Foreign Minister Wang Yi urged North Korean counterpart Ri Yong-ho to react calmly to measures to curb its exports and avoid more provocations when they met on Sunday in Manila, where diplomats from more than 20 countries are attending a security forum.
Wang, who also called for the US and South Korea to reduce tensions, said sanctions “created the conditions to find a breakthrough”. The goal was to block North Korea’s nuclear development. “Sanctions are needed but not the ultimate goal. The purpose is to pull the peninsula nuclear issue back to the negotiating table and to seek a final solution,” he said.
As North Korea’s main ally and biggest trading partner,
China is crucial to putting pressure on leader Kim Jong-un to halt his push for a nuclear-tipped missile that can hit the US mainland. Many analysts see his programme as too advanced for sanctions to make much difference and doubt he will give up his nuclear weapons.
The penalties agreed to by the UN Security Council aim to cut North Korean exports by about $1bn a year. The prohibition against coal, iron, lead and seafood came in response to Pyongyang’s testing of two intercontinental ballistic missiles that could target the US.
The sanctions would ban “the opening of new joint ventures or co-operative entities with” North Korea and cap the number of North Koreans working in other countries at current levels. Existing joint ventures would be prevented from expanding
US Secretary of State Rex Tillerson and South Korean
Foreign Minister Kang Kyung-wha said sanctions were not intended to bring North Korea down, but rather to lead to peaceful denuclearisation.

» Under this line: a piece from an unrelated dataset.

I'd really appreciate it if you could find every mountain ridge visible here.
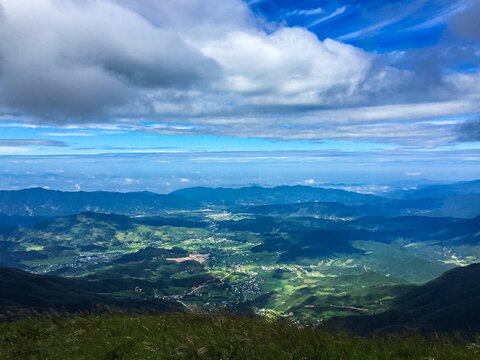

“The door to dialogue is still open,” South Korea said after Tillerson met Kang in Manila.
US President Donald Trump hailed the sanctions on Twitter, noting that China and Russia had both backed the measure.
“The price the North Korean leadership will pay for its continued nuclear and missile development will be the loss of one-third of its exports and hard currency,” said Nikki Haley, US ambassador to the UN.
“This is the most stringent set of sanctions on any country in a generation.”